發布者：經濟學系 時間：2020-12-01 閱讀次數：495
報告題目：Industry Structure and the Strategic Provision of Trade Credit by Upstream Firms（產業結構與上游企業對貿易信貸的策略供應）
Victor Song 博士, 加拿大西蒙菲莎大學彼迪商學院金融與創新創業跨學科助理教授，畢業于加拿大卡爾加里大學, 獲得經濟學與金融學雙博士學位。研究方向包括：公司金融財務，產業組織，應用博弈理論。Victor Song 博士多次獲得由加拿大西蒙菲沙大學和卡爾加里大學授予的最佳教學獎; 并在Review of Financial Studies 等世界頂級金融期刊發表論文多篇。

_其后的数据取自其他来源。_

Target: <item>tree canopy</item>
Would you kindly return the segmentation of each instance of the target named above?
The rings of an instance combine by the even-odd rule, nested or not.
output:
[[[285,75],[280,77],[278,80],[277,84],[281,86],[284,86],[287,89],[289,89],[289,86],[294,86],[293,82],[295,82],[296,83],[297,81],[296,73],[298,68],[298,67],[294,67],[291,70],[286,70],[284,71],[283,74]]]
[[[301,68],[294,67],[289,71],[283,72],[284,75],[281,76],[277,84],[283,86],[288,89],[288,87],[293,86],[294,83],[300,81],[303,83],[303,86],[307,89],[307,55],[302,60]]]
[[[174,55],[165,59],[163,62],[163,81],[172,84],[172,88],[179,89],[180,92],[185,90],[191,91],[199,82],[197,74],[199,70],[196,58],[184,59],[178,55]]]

We explain trade credit financing as a strategic tool for a supplier to influence her retailer behavior in a product market, provide a new rationale for the existence as well as the contract structure of trade credit financing, and show why financially unconstrained firms occasionally finance their inventory with expensive trade credit. In our model competing supply chains deliver a homogeneous good to a market with imperfect competition where retailers have to make inventory decisions before demand is realized. When demand is weak trade credit financing makes the retailer more aggressive as he avoids having to finance unsold inventory at the high trade credit interest rate. The ex-ante expected cost of having to finance excess inventory at the high trade credit rate when demand is weak reduces retailers' optimal ex-ante inventory levels. When demand is high sales are constrained by inventory and competition is less intense. The modified product market behavior induced by trade credit financing increases the producer surplus at the expense of consumer surplus in oligopoly markets, while we find no benefit for producers in either monopoly or perfect competition. We empirically confirm an inverse U-shape relationship of trade credit use and competition for a sample of U.S. firms.